Звонко мухачинское утро! Хлопают двери, дребезжат стекла. Резко звучат хриплые спросонья голоса. От остановок с ревом рвут желтые маршрутки, переполненные офисным планктоном. Раздраженно звеня, их безуспешно пытаются догнать пузатые, похожие на дирижабли трамваи с рабочим классом. Вперед, на производство! Навстречу дню! Птички и другие божьи твари безуспешно пытаются перешуметь звучные доказательства жизнедеятельности мухачинских обывателей.

Вау! Городской воздух переливается гламурным разноцветьем – весь спектр от розового до оранжевого. Следы ночного выброса. Мухачинский металлургический завод кое-как пережил «лихие» годы и теперь работает на полную мощность. Забугорные буржуины требуют все больше стали и проката. Мухачинцы покорно откликаются. Впрочем, их желания никто не спрашивает. «Бери больше, кидай дальше! Отдыхай, пока летит». Это называется «экономический рост».

Не поместившиеся в экономический рост человеки вылезают из своих домов позднее. Спешить им некуда. Только дойти до магазина – взять бутылочку. И расслабиться. Энергосбережение.

Школьникам и учащимся тоже пока торопиться не нужно. Занятия еще не начались. Однако Катя уже с утра сидит у подъезда на скамейке и ничего не делает. Ждет сестер. Двойняшки готовятся на выход. Это требует времени. Мама дала бабулей – дочерям сходить в салон красоты. Как сказал Серж, «поправить хаер». Марисабель хочет себе африканские косички. Раз Марисабель, то и Латойя, конечно. Латойя – альтер эго Марисабель. А себе Катя – каре. Модно и практично.

Катя отважно подставляет утреннему солнцу лицо с редкими крупными веснущками на щеках. Фиг с ним, с солнцем! Она не комплексует по поводу веснушек. Это ее шарм. Ее изюминка. И мальчикам нравится. Особенно одному. Самому талантливому человеку на земле. Катя счастливо улыбается.

Пока улыбалась на солнце, проворонила Лябина. Глядь, а дурачок уже сидит на другом конце скамейки. Появился. Внезапно вырос, как бамбуковый стебель на бахче. Пришлось улыбнуться и ему. На всякий случай.

Казалось, убогий был настроен поговорить. Оказалось – не казалось.

– Вот смотрю я на тебя, смотрю. Девка ты красивая, – невнятно начал он своим малоупотребительным голосом.

– И что? – насторожилась Катя.

Лябин по-дурацки осклабился.

– Мамка вчера сказала, что я уже большой. Пора жениться.

– Ну так женись, – посоветовала Катя. Зачем-то прибавила: – Парень ты видный. С пистолетом.

Зря сказала. Тому только это и надо было. Лябин замахал игрушечным оружием у себя перед носом. «Пострелял» куда-то вдаль.
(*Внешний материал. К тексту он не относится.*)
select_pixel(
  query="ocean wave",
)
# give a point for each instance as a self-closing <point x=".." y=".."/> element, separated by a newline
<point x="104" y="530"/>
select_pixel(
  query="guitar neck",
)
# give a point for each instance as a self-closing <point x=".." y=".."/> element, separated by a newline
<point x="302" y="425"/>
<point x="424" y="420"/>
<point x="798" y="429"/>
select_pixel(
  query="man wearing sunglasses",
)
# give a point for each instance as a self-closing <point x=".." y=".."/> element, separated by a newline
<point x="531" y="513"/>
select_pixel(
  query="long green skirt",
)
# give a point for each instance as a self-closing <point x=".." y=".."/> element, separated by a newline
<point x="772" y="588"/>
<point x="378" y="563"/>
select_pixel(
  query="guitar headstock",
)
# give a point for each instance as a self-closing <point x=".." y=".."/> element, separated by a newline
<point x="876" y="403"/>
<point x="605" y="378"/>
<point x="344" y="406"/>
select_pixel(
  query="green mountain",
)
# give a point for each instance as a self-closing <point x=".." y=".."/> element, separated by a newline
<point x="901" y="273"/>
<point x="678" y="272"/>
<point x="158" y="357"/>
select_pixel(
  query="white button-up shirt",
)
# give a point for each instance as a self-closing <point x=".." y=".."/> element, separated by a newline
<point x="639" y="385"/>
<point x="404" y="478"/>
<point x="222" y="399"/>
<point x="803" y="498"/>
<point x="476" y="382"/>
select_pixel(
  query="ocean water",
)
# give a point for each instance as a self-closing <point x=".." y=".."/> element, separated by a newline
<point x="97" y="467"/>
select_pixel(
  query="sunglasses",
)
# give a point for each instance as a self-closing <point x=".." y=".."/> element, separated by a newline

Дурень.

– А давай поженимся? – сказал он, перестав махать пистолетом.

– Так ты мне предложение делаешь? – сообразила Катя.

Дурачок застенчиво кивнул.

– Мамка старая. Скоро умрет. Кто будет мне пельмени готовить? Я пельмени люблю.

Катя натужно рассмеялась.

– Эх, вот не повезло мне. Я пельмени лепить не умею!

Соврала.

Лябин удивленно уставился на нее.

– Это плохо. Мне такую жену не надо.

– Может, другую девушку замуж возьмешь?

Дурень заинтересовался:

– Это кого?

Катя порылась в памяти. Других вариантов не находилось. Не было у нее таких врагинь. Честно призналась:

– Не знаю. Сам поищи.

Лябин равнодушно сказал, глядя куда-то.

– Сначала я хотел жениться на Марго. Давно еще. Но она умерла.

Из подъезда со смехом выбежали двойняшки. Слава богу, можно идти!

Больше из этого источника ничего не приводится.